A liquid chromatography-mass spectrometry (LC-MS) method was developed and validated for the simultaneous quantification of caffeine and adenosine in dried blood spot (DBS) samples. Caffeine is used in the treatment of apnea of prematurity in newborn children and adenosine levels play a major role in apnea. 40μL of whole blood spiked with the analytes was spotted onto specimen collection cards to prepare calibration DBS samples. 11.2 mm disks were punched from the card and was extracted in methanol and acetonitrile containing the internal standard.

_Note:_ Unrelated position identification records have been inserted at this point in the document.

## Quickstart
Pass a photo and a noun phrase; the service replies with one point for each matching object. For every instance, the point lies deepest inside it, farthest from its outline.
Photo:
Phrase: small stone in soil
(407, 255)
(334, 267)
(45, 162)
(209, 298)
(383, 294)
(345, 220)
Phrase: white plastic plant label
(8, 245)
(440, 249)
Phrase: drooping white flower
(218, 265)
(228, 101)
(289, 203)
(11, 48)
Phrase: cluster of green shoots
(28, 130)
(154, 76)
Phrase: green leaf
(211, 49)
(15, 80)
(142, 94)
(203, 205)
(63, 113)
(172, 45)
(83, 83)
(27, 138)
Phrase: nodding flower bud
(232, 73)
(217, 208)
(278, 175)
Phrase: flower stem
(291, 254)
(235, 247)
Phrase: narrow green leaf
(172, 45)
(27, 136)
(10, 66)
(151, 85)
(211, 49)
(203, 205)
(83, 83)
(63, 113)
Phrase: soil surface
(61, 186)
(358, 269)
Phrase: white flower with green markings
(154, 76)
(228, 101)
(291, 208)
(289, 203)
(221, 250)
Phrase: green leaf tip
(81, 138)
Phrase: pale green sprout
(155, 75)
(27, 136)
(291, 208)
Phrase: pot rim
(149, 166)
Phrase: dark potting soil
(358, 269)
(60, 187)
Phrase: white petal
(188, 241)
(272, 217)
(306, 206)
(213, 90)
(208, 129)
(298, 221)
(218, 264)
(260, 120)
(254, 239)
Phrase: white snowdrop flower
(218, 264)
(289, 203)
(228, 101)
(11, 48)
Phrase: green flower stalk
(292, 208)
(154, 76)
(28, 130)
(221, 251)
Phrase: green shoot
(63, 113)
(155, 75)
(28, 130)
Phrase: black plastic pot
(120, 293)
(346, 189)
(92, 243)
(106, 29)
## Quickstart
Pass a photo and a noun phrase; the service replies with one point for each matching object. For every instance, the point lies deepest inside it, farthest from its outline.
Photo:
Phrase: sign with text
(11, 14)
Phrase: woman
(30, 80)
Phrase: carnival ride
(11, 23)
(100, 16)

The extract was separated and quantified using a Phenomenex C18, 150x4.6mm, 3μm column as the stationary phase and 90 parts of 0.1% acetonitrile and 10 parts of 0.1% formic acid in water as the mobile phase delivered isocratically at 0.2mL/min. The injection volume and auto sampler temperature were 10μL and 35⁰C, respectively. The electrospray positive ion mode was used as the ionization source. The MS was operated using the single reaction monitoring at m/z 195→137.91 for caffeine and m/z 268→136.17 for adenosine. The method was seen to be linear from 0.050 -10μg/ml and demonstrated 85.12-88.98% recoveries for both the analytes. The method depicted an accuracy within 99.52-100.57% and the precision (coefficient of variation) was 0.32-1.66% for both the analytes.